Dua hal ini yang secara umum muncul. Dulu mungkin tidak jadi persoalan karena kesadaran orang-orang belum terbangun atau tidak begitu melek. Asal pakai saja, tidak berpikir praktik semacam itu, yang memang sudah menjadi subjek kritik dari kelompok-kelompok aktivis digital, seperti Safenet.

Misalnya, ketika Facebook dianggap tidak aman dalam artian data pengguna digunakan pihak ketiga untuk kepentingan marketing, sampai mencuat kasus Cambridge Analytica. Tapi apakah orang meninggalkan platform tersebut? Tidak juga.

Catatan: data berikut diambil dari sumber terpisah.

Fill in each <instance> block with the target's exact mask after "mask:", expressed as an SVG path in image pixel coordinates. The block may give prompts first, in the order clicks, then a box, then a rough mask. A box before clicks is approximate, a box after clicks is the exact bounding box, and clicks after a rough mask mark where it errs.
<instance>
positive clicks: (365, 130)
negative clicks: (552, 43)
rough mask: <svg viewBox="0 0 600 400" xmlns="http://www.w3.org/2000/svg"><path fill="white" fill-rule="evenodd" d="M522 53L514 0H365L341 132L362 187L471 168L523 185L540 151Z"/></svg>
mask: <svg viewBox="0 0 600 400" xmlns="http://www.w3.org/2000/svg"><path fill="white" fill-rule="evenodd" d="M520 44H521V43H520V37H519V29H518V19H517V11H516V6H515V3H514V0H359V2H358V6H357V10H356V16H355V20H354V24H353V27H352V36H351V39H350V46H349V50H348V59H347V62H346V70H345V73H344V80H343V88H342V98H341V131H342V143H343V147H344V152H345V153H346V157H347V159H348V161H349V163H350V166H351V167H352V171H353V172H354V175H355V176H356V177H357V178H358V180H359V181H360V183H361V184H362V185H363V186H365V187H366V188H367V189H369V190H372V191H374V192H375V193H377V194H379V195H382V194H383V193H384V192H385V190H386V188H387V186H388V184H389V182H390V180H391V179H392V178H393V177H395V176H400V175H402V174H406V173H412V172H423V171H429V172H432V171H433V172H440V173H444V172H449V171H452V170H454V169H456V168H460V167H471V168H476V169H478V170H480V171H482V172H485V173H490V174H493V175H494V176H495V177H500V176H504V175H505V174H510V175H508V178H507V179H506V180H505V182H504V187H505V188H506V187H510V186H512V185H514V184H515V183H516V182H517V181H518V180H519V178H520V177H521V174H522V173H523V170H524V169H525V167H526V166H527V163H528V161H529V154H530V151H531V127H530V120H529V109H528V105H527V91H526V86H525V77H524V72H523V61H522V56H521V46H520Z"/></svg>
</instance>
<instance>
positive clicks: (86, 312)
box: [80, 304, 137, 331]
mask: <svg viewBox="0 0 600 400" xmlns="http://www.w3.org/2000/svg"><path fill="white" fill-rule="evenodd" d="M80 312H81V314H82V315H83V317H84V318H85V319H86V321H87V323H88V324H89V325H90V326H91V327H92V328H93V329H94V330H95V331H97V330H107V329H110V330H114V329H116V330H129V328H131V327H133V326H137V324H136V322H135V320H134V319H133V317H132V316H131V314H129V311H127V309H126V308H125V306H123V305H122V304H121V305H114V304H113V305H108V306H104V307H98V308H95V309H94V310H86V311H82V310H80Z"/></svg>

Ketika dulu mencuat kasus tersebut, pada medio tiga-empat tahun silam tidak terlalu ramai. Sekarang, (pembaruan kebijakan Whatsapp) jadi ramai. Menurut saya, ini ada banyak faktor. Orang lambat-laun tahu, dia punya hak. Jadi ada kesadaran mereka punya hak ruang pribadi atau privasi. Ruang pribadi (ruang percakapan) itu tidak boleh diutak-atik negara dan korporasi. Ketika Whatsapp diakuisisi Facebook, tentu harus mengikuti rencana bagaimana supaya bisa menguntungkan.

Konsekuensinya ialah (Whatsapp) berbagi data pengguna ke pihak ketiga. Di situ yang menjadi persoalan. Yang tadinya dirasa cukup aman karena nyaman, orang mulai terusik. Jadi kalau saya mencoba menilai secara fenomena, sebetulnya ini momentum baik ketika mulai tumbuh kepedulian orang-orang pada hak-hak mereka dan merasa penting untuk menjaga perimeter aman di level pribadi.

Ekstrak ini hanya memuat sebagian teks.